Mamá herrerillo, prima hermana del carbonero, escuchaba desde una rama cercana pensando que aquello era un gravísimo problema. Ella también criaba en huecos y aún no tenía ninguno para criar a sus polluelos.
-Bueno -interrumpió el carbonero -os dejo que hace unos días encontré un huequecito en el viejo olmo junto al arroyo y mi señora ha puesto ya 6 ó 7 huevos. Esperemos que esto se solucione.
Mamá herrerillo, que había estado atenta a todo, se adelantó al carbonero y se dirigió hacia el viejo olmo, y en un descuido de su señora, colocó uno de sus preciados huevos junto a los que ella estaba empollando. Se marchó muy triste, pues ya nunca más sabría de su polluelo, pero si quería que tuviera una oportunidad, lo tendría que hacer así.
Pasaron los días, y los pajarillos rompieron el cascarón. Eran pequeñas bolitas envueltas en plumón, que no paraban de abrir sus piquitos para pedir comida. A medida que pasaban los días, mamá carbonero se estaba dando cuenta que uno de sus polluelos era diferente al resto. Era bastante parecido, pero era mucho más pequeño que el resto. Así que cada vez que repartía la comida, siempre le daba a él un poquito más para ver si crecía. Poco a poco, fueron vistiendo sus cuerpecillos con preciosas plumas amarillas y azuladas hasta que comenzaron a salir fuera de su confortable huequecito para aprender a volar.
-¡Vamos chicos! –les animaban mamá y papá carbonero –Tenéis que aprender a volar para poder visitar todos los rincones de este maravilloso bosque.
Así que, uno a uno, con un total de doce polluelos, fueron saliendo.
Desde un árbol cercano, mamá herrerillo pasaba cada día un ratito para ver si podía ver a su pequeño. Y aquel día de primavera, lo vio salir del huequecito en quinto lugar. Su hijito ahora era un precioso herrerillo de elegantes plumas azules y amarillas. Toda emocionada, secó con las plumas sus ojos.

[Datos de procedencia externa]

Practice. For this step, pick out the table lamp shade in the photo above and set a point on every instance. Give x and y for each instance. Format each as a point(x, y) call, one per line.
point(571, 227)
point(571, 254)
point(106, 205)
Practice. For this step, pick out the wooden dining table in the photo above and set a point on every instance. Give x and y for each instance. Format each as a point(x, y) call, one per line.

La señora carbonero, que siempre había sospechado, vio el diseño del plumaje de su pequeño y el de su prima la herrerilla y lo comprendió todo.

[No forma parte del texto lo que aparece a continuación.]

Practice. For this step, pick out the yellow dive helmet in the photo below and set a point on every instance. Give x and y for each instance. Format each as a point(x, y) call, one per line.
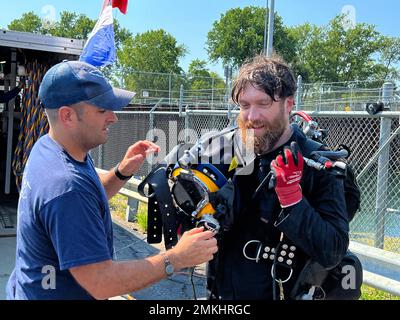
point(191, 187)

Con mucho cariño, se acercó a su hijo, el más pequeñín y con voz amable le dijo al oído: -¿Ves en aquel árbol a nuestra prima la señora herrerilla? Anda, acércate y le das un beso. Tú no lo sabes, pero ella te quiere mucho.
El pequeño pajarillo, hizo su primer vuelo desde el viejo olmo hasta aquel árbol cercano y se presentó: -Soy José Manuel, el carbonero, me ha dicho mi mami que viniera a darte un beso.

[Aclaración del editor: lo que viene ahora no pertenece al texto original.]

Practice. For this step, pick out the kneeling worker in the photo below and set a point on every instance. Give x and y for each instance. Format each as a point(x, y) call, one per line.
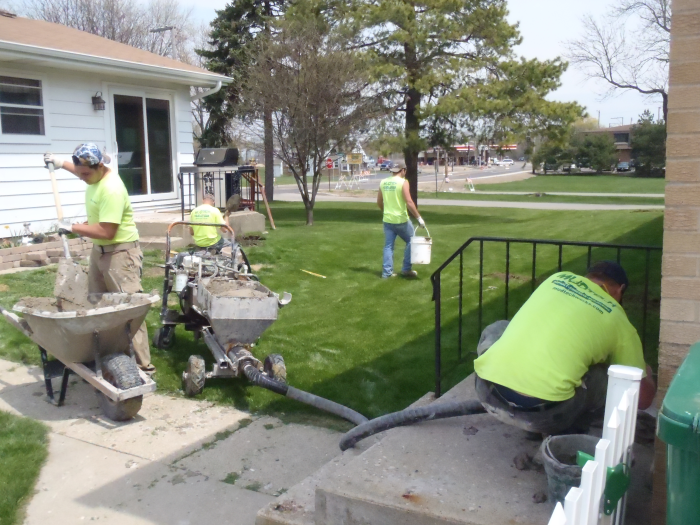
point(546, 370)
point(208, 237)
point(116, 260)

La herrerilla lo abrazó con lágrimas en los ojos al tiempo que saludaba con su ala a su prima la señora carbonero.
Después de un rato le dijo al pequeño: -Bueno, ve con tus hermanos y obedece a tus padres para que te conviertas en un…-dudó un momento –en un carbonero de bien.
Y con la dificultad de los primeros vuelos, volvió con su familia, mientras la herrerilla se marchó con la tranquilidad de que su pequeño, había sido criado con mimo y ahora era un precioso jovenzuelo.

miércoles, 1 de abril de 2020

EL INCREIBLE VIAJE DE LAS AVES




Como cada año, en un claro de la montaña, una preciosa pradera rodeada de grandes bloques de piedra, se reunían tres aves. Rojo, el roquero, al que llamaban así por el color de su plumaje, Tordo, el mirlo negro y Zeta, el zorzal que vestía un traje de corazones.
Los tres pájaros tenían vidas diferentes, muy distintas, pero cada año quedaban en aquel claro, para compartir un rato de charla sobre las experiencias que habían vivido durante el año.
Rojo, pasaba todos los inviernos en el continente africano y cada inicio de primavera, volvía a la Península Ibérica para dar vida a una nueva generación. Zeta, lo hacía a la inversa. Él pasaba el invierno aquí, y cuando llegaba a su fin, tomaba rumbo hacia las tierras del norte. Tordo, no solía moverse de la pradera, así que esperaba aquella reunión con ilusión para estar informado de todo lo que ocurría en otros lugares del mundo.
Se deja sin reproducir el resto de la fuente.